8.3.2.4 La construction des règles pour le bon fonctionnement de la classe

Sur ce point également nous observons des avis divergents. Pour l’enseignante de Jean Rostand, les règles sont construites avec la classe par l’intermédiaire de propositions. Ces règles sont soumises au groupe et si elles sont validées, elles sont signées par tous et affichées. Nous précisons tout de même, et pour faire le lien avec l’analyse sociogéographique, que ce type de routine est possible avec des élèves très scolaires. Pour les enseignants, il s'agit surtout de poser un cadre concernant les règles non-négociables ; « certaines règles sont imposées par moi mais en lien avec le règlement intérieur (négociation impossible) » ou « quand elles relèvent de la sécurité ou d'un règlement plus général ». En ce qui concerne les règles qui sont non négociables, les enseignants s’appuient sur le règlement intérieur avec la volonté de le faire respecter au sein de leur classe. La question de la sécurité est aussi un facteur qui explique qu'une règle n'est pas négociable. Pour les règles négociables, les enseignants y voient une certaine forme de démocratie, permettant aux élèves de trouver du sens et ainsi de s'y conformer. Pour un des enseignants, l'objectif est de « les

inclure dans la décision et aider ainsi à leur appropriation ».

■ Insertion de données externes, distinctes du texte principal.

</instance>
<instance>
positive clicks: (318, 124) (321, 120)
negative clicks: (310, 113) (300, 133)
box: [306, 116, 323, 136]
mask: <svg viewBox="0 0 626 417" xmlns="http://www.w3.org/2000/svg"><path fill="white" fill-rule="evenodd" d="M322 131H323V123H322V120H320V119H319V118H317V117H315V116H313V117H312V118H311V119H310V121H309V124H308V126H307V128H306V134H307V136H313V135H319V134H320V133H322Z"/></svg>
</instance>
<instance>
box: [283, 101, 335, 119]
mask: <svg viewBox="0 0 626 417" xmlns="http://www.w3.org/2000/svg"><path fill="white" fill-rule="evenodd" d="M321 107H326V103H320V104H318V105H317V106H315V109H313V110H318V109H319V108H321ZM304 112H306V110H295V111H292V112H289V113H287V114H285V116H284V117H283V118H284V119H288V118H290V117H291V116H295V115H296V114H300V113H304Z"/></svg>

8.3.2.5 Modification du modèle d'autorité selon les élèves et leurs profils (la différentiation)

Les enseignants sont plus ou moins unanimes sur la modification de leur autorité vis-à- vis de certains profils d’élèves. Un enseignant parle de « différentiation » avec une différence de traitement mais en respectant toujours certains principes d'équité et de justice, « j’essaie de moduler les sanctions selon les élèves et leurs évolutions et je l’explique au reste de la classe pour éviter qu’ils trouvent ça « injuste » ». Un enseignant reste quant à lui assez réticent à la différentiation concernant l'autorité, « pas de différenciation si c’est pour déclencher un sentiment d’injustice entre deux élèves ». Une petite nuance est apportée par un enseignant qui considère que son modèle d'autorité restera le même mais que « toutefois, ce modèle peut légèrement s’assouplir ou se renforcer selon un profil particulier d’élèves (trouble du comportement, hyperactivité, rapport à l’autorité conflictuelle…) ». C’est finalement la mise en action de l’autorité qui évolue, « je peux faire preuve d’autorité avec humour, avec le regard, en haussant le ton, en faisant un rappel au règlement, en punissant ». L'autorité a donc des principes stables pour chaque enseignant mais avec des variations susceptibles de la faire évoluer légèrement notamment dans sa mise en action. Un enseignant nous rappelle que l'autorité possède une grande dimension humaine et c'est sûrement cette dimension qui peut modifier l'autorité de l'enseignant.